P-cymene ●
TL;DR. This ingredient is primarily used as a fragrance component, adding a warm, citrus-spice aromatic note in perfumes, skin care, hair care, and wash-off products. It can also act as a minor solvent or carrier within a fragrance blend.
What does P-cymene do in a cosmetic formula?
This ingredient is primarily used as a fragrance component, adding a warm, citrus-spice aromatic note in perfumes, skin care, hair care, and wash-off products. It can also act as a minor solvent or carrier within a fragrance blend.
Is P-cymene clean?
From a clean-beauty perspective, this ingredient sits in the caution zone because it is a fragrance molecule with possible irritation or sensitization concerns in leave-on products, especially when oxidized. It is typically managed through IFRA limits and good fragrance disclosure rather than treated as broadly unproblematic.
Is P-cymene sustainable?
This material can be isolated from essential oils or made synthetically, so its sustainability profile depends heavily on sourcing. It is volatile and biodegradable in the environment, but plant-derived supply can carry agricultural and land-use impacts while synthetic supply may rely on petrochemical feedstocks.
Is P-cymene COSMOS-approved?
It can align with COSMOS-natural or COSMOS-organic only when it comes from permitted natural aromatic sources and meets the standard’s fragrance rules. From a Green Chemistry view, renewable sourcing and biodegradability are positives, while volatility and solvent-intensive isolation can weaken the profile.

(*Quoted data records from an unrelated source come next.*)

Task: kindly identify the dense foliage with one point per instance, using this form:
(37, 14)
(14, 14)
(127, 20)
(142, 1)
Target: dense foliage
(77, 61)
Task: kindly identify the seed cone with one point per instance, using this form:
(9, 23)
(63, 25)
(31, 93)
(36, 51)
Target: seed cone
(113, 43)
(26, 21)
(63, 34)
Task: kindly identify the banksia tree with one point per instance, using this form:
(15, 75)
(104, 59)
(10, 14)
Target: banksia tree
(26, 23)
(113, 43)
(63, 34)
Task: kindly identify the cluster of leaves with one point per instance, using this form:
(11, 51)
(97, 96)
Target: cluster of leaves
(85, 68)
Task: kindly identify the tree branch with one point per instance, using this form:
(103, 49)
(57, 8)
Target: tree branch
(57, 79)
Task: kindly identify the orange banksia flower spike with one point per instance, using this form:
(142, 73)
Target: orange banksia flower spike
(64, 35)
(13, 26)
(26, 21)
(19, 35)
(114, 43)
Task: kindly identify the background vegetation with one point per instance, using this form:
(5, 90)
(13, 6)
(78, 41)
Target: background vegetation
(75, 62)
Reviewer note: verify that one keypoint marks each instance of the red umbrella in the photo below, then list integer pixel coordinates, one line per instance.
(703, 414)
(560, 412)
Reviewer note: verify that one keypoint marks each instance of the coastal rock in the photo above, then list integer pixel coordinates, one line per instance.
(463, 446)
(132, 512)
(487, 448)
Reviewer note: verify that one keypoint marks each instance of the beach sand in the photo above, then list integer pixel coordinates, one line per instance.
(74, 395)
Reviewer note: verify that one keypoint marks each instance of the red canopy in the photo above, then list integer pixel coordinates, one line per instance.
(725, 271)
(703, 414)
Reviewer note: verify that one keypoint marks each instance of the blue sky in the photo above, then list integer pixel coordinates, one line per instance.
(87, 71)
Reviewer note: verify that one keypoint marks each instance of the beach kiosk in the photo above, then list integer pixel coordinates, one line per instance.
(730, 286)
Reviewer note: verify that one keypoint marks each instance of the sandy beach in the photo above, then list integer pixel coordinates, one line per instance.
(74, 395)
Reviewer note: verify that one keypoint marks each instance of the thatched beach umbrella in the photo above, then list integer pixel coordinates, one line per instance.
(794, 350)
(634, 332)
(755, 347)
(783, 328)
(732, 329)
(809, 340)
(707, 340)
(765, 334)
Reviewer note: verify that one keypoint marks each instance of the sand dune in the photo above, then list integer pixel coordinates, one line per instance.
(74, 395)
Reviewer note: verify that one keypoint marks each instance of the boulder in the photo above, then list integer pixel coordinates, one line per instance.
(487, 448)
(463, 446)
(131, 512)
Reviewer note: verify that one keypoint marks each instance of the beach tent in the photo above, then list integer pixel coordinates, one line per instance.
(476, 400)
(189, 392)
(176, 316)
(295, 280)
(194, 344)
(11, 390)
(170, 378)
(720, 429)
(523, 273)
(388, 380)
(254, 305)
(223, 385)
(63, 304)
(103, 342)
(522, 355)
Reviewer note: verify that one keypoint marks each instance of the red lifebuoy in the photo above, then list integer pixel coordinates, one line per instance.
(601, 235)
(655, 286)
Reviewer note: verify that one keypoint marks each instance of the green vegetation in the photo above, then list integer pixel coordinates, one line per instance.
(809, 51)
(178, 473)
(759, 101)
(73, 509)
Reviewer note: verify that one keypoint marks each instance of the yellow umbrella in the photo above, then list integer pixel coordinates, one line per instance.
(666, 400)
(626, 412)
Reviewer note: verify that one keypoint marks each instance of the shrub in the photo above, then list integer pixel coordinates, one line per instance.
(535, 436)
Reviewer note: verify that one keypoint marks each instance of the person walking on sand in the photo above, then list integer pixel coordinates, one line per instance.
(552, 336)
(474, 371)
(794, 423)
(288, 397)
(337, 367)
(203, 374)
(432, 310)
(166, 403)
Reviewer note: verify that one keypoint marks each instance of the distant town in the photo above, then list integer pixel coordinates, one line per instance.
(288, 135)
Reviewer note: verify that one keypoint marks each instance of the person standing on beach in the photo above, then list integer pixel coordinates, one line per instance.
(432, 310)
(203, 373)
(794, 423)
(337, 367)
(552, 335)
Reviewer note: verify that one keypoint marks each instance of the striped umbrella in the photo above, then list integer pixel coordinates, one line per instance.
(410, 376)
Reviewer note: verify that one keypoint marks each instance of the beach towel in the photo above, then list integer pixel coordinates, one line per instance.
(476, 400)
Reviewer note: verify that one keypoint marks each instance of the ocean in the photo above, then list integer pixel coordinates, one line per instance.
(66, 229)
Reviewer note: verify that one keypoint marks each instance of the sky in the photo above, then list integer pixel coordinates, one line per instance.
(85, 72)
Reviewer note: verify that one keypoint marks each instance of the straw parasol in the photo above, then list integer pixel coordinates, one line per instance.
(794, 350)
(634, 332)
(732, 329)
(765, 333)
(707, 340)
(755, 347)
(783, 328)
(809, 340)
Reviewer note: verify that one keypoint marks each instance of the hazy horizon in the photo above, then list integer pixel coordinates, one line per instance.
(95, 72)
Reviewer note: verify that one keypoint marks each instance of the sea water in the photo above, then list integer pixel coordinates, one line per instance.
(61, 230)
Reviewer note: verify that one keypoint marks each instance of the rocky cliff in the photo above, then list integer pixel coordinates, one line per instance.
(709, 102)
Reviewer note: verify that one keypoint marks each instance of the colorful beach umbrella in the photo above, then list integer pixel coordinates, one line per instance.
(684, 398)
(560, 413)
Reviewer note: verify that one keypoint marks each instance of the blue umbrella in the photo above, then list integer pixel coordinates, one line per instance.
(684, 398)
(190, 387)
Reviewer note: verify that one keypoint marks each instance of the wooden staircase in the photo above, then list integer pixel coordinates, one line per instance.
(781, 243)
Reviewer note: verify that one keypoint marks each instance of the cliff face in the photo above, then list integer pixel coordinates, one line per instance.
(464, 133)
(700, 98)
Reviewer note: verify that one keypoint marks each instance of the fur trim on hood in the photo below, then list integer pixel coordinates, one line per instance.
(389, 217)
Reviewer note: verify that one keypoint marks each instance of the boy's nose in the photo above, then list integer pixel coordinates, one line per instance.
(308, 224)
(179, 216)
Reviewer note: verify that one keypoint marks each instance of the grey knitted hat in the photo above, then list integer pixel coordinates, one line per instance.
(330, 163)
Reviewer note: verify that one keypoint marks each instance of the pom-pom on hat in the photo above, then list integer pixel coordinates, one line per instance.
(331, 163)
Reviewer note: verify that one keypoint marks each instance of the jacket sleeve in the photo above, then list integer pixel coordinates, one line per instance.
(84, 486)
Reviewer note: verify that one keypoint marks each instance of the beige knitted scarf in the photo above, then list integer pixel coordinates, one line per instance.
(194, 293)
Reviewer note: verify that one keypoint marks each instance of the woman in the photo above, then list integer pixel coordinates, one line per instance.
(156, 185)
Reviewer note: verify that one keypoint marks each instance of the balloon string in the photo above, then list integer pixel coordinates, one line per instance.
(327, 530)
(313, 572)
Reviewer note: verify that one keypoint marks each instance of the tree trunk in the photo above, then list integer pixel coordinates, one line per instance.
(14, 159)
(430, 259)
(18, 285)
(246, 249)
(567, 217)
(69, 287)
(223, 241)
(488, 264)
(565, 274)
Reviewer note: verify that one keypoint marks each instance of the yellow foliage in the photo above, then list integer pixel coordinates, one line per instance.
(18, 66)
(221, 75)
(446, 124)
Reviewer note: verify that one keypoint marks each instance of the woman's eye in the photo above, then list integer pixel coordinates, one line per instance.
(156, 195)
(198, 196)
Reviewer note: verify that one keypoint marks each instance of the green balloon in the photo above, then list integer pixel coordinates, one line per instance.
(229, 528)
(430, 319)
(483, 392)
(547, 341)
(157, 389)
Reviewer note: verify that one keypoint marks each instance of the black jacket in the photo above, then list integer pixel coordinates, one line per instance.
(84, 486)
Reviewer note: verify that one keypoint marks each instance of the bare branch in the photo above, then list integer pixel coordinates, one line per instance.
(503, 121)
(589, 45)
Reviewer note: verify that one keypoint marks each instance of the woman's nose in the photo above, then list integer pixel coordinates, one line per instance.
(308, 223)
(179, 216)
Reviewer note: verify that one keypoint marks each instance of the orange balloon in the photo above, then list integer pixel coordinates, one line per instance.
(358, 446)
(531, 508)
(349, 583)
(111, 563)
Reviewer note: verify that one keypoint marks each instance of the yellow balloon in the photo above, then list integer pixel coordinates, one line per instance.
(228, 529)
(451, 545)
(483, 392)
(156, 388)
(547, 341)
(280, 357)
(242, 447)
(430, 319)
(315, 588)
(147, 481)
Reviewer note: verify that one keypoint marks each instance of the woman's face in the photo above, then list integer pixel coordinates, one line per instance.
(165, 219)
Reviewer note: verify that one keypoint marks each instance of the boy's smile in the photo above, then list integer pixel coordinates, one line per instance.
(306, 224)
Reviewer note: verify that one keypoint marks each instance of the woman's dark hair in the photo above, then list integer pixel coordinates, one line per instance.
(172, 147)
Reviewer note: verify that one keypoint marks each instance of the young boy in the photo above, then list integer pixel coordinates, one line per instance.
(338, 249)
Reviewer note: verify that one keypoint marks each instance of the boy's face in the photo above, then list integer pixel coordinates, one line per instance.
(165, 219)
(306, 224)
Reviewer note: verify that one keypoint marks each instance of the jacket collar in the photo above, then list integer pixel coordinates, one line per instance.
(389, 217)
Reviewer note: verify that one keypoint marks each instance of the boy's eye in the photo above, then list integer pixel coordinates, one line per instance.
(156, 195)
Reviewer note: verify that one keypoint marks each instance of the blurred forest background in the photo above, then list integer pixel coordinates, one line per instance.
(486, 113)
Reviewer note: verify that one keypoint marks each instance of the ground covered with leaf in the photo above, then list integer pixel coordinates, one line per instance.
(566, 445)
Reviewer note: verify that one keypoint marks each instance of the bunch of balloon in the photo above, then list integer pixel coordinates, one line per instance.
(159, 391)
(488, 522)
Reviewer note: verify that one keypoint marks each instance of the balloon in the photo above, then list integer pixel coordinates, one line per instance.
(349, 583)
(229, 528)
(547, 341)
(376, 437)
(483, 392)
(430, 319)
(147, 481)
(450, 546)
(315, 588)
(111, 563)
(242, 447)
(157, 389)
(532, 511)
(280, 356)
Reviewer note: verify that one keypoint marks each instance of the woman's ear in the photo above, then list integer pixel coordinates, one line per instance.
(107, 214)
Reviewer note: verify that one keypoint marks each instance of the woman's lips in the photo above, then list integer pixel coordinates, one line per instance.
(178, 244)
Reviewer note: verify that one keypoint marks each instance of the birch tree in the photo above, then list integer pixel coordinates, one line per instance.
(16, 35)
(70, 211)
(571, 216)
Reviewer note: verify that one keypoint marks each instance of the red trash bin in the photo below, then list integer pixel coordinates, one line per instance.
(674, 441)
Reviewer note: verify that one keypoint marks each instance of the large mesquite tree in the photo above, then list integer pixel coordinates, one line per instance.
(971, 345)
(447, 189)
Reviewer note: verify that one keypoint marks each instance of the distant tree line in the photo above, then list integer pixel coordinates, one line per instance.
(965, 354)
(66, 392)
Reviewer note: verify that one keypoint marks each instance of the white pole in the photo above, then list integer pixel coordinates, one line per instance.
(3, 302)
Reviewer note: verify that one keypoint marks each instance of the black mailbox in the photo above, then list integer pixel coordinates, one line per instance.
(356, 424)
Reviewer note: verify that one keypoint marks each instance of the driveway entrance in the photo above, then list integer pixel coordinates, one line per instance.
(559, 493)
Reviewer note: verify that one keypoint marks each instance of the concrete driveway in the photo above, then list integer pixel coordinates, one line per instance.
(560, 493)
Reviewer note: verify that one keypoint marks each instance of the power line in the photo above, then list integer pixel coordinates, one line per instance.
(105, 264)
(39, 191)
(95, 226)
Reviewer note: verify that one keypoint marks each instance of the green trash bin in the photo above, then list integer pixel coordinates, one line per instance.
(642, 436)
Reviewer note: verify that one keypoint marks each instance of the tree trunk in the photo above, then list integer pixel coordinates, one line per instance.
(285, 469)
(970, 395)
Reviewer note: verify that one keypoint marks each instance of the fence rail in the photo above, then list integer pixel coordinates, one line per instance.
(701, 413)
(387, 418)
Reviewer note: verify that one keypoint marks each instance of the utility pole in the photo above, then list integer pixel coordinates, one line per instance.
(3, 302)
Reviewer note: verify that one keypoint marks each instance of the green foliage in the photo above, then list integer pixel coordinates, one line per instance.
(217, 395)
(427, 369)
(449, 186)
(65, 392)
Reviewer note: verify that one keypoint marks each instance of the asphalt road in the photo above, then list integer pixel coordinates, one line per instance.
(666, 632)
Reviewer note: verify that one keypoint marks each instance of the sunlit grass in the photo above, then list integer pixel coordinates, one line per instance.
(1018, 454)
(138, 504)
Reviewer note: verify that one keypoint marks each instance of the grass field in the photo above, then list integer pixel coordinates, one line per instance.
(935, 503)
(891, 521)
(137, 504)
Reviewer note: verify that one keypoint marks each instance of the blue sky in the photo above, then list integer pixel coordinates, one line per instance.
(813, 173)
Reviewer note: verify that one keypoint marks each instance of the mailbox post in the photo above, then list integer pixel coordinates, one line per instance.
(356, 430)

How does P-cymene work chemically?
The molecule is a small, nonpolar aromatic monoterpene hydrocarbon with low water solubility and good compatibility with oils, alcohol, and fragrance concentrates. It is generally stable across normal cosmetic pH because it lacks hydrolyzable functional groups, but air and light exposure can drive oxidation, so antioxidants and well-sealed packaging are useful co-formulation choices.